Annette ist 49 Jahre alt und steht seit Kurzem vor einem radikalen Einschnitt in ihrem Leben. Nach mehreren Jahren in einer Wohnung wurde sie von ihrem Vermieter aufgefordert, diese zu verlassen – mit sofortiger Wirkung. Der Grund: Es gab keinen schriftlichen Mietvertrag. Nun bleibt der alleinstehenden Frau keine andere Wahl, als in einer Unterkunft zu leben.
„Ich dachte, ich hätte ein sicheres Dach über dem Kopf“, sagt Annette leise. Die Wohnung hatte sie über persönliche Kontakte gefunden. Die Miete zahlte sie regelmäßig und zuverlässig in bar, Absprachen wurden mündlich getroffen. Über lange Zeit schien das Arrangement für beide Seiten zu funktionieren. Doch rechtlich war Annette kaum abgesichert.
Als der Vermieter ihr schließlich mitteilte, dass sie ausziehen müsse, hatte sie keine Möglichkeit, sich auf Mieterschutz oder Kündigungsfristen zu berufen. Ohne Vertrag fehlte die rechtliche Grundlage, um sich zu wehren. Innerhalb weniger Tage musste sie ihre Sachen packen.
Die Wohnungssuche gestaltete sich schwierig. Steigende Mieten, fehlende Rücklagen und der Zeitdruck machten es Annette unmöglich, kurzfristig eine neue Bleibe zu finden. Unterstützung von Freunden oder Familie war nur begrenzt vorhanden. Schließlich wandte sie sich an das Sozialamt, das ihr einen Platz in einer Unterkunft vermittelte.
Der Schritt in eine solche Einrichtung fällt Annette schwer. „Man verliert ein Stück Würde“, sagt sie. Privatsphäre gebe es kaum, vieles müsse man sich mit fremden Menschen teilen. Dennoch ist sie dankbar, nicht auf der Straße zu stehen.

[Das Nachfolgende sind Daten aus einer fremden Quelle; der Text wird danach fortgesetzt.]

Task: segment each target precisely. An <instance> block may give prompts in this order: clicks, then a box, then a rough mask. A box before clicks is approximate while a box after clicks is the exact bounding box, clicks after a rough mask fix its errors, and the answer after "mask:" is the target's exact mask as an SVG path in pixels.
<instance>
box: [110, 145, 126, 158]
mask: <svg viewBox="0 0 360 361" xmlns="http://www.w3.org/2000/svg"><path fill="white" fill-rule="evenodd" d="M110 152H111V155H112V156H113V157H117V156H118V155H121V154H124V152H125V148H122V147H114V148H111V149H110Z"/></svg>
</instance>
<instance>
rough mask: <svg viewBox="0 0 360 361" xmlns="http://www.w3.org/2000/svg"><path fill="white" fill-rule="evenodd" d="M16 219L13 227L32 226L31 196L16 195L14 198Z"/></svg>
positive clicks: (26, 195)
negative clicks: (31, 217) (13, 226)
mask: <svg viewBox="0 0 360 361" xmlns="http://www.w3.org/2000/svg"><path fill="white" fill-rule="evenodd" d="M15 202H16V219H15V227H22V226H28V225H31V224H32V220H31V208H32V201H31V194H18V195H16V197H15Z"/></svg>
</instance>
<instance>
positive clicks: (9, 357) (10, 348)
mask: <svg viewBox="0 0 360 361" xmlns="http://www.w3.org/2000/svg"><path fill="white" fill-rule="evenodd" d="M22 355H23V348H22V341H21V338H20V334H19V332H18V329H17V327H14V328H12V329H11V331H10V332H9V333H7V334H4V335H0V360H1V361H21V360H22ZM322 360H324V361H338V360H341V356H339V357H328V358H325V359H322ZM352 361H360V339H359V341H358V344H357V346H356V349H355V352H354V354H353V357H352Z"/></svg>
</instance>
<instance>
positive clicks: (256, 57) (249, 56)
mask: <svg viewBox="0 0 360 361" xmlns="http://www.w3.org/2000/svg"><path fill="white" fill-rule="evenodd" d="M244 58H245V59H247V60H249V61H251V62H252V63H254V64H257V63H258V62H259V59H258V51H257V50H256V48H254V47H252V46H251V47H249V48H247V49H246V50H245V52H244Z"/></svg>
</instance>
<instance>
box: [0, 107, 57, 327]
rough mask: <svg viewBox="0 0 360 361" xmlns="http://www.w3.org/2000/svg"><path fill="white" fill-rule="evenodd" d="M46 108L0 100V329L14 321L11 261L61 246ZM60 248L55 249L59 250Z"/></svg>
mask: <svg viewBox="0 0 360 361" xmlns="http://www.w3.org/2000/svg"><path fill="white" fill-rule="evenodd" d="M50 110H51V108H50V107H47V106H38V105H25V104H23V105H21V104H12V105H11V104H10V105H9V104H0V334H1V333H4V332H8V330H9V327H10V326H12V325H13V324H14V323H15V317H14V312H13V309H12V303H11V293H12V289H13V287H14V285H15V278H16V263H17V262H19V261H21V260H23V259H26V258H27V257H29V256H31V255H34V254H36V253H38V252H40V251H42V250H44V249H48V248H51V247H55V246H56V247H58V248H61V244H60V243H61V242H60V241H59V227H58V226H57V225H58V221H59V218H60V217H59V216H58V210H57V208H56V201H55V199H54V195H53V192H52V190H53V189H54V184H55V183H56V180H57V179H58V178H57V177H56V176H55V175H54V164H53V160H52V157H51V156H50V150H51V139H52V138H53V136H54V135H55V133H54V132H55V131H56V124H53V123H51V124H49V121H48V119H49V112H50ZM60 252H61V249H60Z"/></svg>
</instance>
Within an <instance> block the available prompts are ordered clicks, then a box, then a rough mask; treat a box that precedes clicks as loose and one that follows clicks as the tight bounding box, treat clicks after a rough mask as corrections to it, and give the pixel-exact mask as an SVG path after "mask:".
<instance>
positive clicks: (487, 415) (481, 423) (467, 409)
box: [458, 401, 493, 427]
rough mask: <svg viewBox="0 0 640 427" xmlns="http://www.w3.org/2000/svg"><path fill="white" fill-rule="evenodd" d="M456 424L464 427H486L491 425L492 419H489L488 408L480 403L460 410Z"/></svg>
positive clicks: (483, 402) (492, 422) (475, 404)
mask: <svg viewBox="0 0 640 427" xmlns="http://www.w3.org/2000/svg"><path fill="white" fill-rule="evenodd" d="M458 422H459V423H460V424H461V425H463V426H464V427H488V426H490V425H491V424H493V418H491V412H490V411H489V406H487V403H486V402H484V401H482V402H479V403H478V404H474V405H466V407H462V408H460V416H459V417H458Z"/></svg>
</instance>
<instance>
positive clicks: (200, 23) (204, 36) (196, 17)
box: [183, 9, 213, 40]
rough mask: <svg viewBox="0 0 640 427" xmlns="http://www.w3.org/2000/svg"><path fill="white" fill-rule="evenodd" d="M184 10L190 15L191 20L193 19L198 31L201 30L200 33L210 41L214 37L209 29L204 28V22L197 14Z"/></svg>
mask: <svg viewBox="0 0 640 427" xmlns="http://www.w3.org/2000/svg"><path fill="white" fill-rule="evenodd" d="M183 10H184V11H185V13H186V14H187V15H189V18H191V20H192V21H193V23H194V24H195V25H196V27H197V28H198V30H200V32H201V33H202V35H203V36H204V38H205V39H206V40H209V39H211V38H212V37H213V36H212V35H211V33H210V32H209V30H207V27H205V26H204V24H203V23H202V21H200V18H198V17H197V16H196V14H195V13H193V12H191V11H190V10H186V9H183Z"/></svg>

Der Fall von Annette zeigt, wie schnell Menschen in Wohnungsnot geraten können – selbst dann, wenn sie über Jahre hinweg ihre Miete bezahlen. Fachstellen weisen immer wieder darauf hin, wie wichtig schriftliche Mietverträge sind, um Rechte und Pflichten klar zu regeln.
Für Annette beginnt nun ein neuer, unsicherer Lebensabschnitt. Ihr Ziel ist es, so schnell wie möglich wieder eine eigene Wohnung zu finden. „Ich will einfach wieder ankommen“, sagt sie. Bis dahin bleibt die Unterkunft ein notwendiger, aber schmerzhafter Übergang.